Bugün iğneyi; çok konuşan, çok yazan, çok tartışan, çok itiraz eden, çok eleştiren ve hatta bunlarla tanınan, bunlardan başka işi yokmuş gibi bilinen biz kalem ve söz ehline batırmaya niyetlendim.


İnsanlık tarihi boyunca vahiy ve fıtratın doğru zeminde anlaşılması ve uygulanması için nasihat ve tavsiyelerin her zaman özel bir yeri olmuştur. Zaten peygamberlerin vazifesi olarak bilinen tebliğ ve davetin, söz ve konuşma olmadan muhataplarına ulaşması mümkün değildir.


Vahyin nihayetinde, Allah(cc)’in kelamının insanların dilinde yazılıp okunması ve anlatılması bütün Müslümanların temelde bildiği ve uygulamakla yükümlü olduğu bir vazifedir. Kur’an tefsiri başta olmak üzere bütün ilimlerin özeti de budur; vahyin anlaşılması ve anlatılması neticesinde insan hayatının, hem dünya hem ahiret için güzelleştirilmesi.


Peygamberlerin mübarek davetlerini yerine getirmeleri ve bu daveti, ümmetlerinin bilenlerine miras bırakmaları sonrasında, kaçınılmaz olarak söz çoğalmış, ilim büyümüş ve ihtiyaçlarla gelişen dünyanın ve insanın vardığı noktalarda, hakikate ve yaşanmasına olan ihtiyacı kadar gelişmiştir.

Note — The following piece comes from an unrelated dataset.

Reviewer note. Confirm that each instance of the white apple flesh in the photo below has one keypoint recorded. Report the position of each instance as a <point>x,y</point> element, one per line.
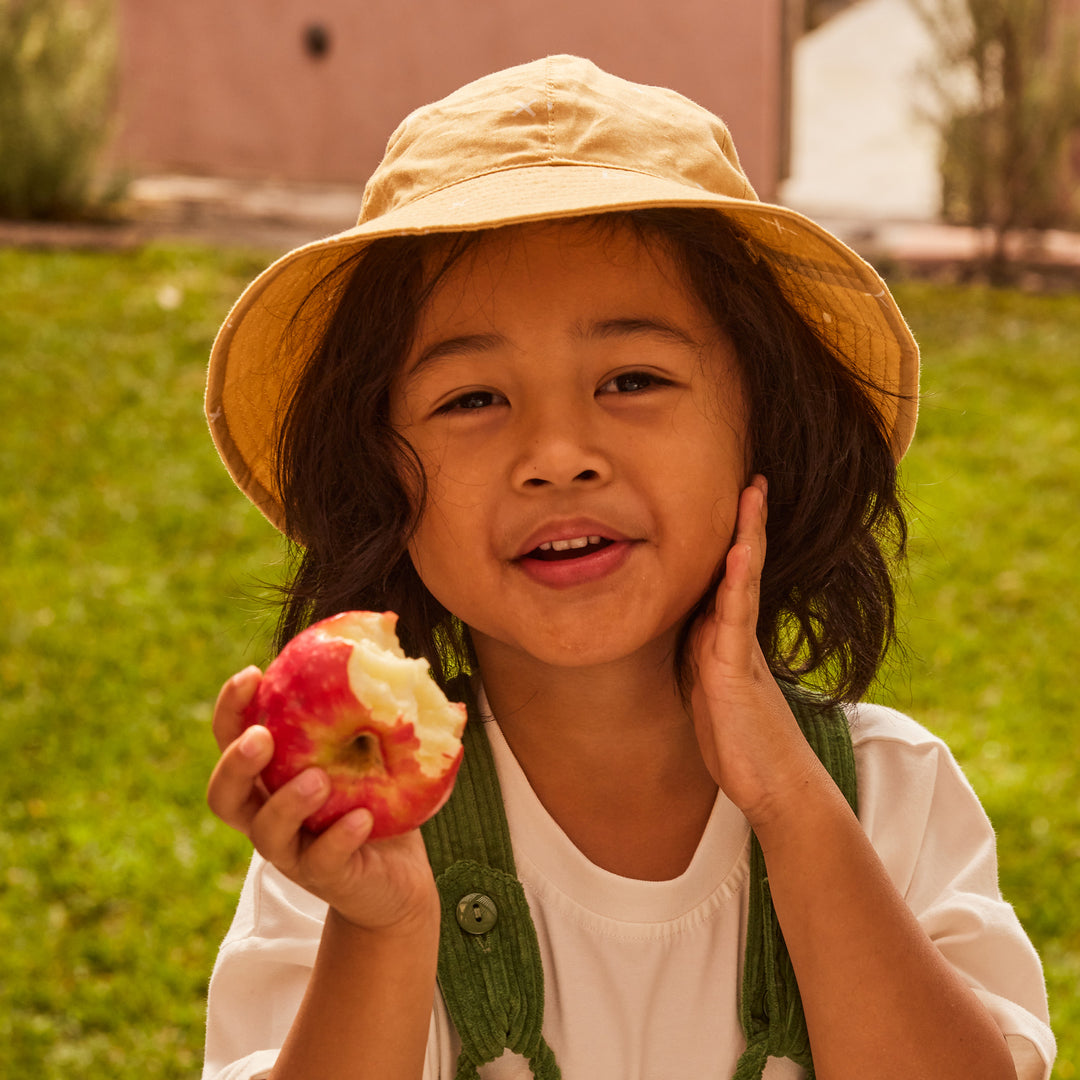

Ancak, peygamber ve ilk davete muhatap olan neslin sonrasında, ihtilaflar ve çekişmeler neticesinde, esasında bir hayat sistemi ve yaşam tarzı olan din; kavgada sopa, savaşta silah, münazarada delil, nefislerde gurur sebebi olurken, pratikte hem fert hem de toplum hayatından azar azar çekilmiştir.


İşte bu gelinen nokta, ümmet olarak bizim özelimizde ifade edersek; Rasulullah(sas)’in sahabesi ile bizim aramızdaki en net ve büyük farktır. Dini yaşamak ile kullanmak arasında hiçbir hayırlı neticenin aşamayacağı büyüklükte bir hendek vardır. Hayırları birbirinden ve ümmetin genelinden ayıran bu derin ve büyük hendek, ancak söylenenlerle amel edilmesi ve dinin kavga ya da tartışma aracı değil, hele menfaat veya kazanç sebebi hiç olmadığı bir noktada ancak konuşulmaya başlanabilir.


Biz söylemekle meşgul ve meşhur olanlar ile yaşamakla meşgul ve meşhur olanlar arasında işte böyle büyük bir mesafe bulunuyor.
Oysa, bilmek ve üzerinde konuşmak gibi iman etmekle ilgisi olmayan adımları atabilen birçok gayri Müslim (müsteşrik) vardır. Bunlar, İslam’ı ve Müslümanları gayet iyi bilir ve hatta sorunlarına tartışacak ve çözüm sunacak kadar onlarla beraberdirler.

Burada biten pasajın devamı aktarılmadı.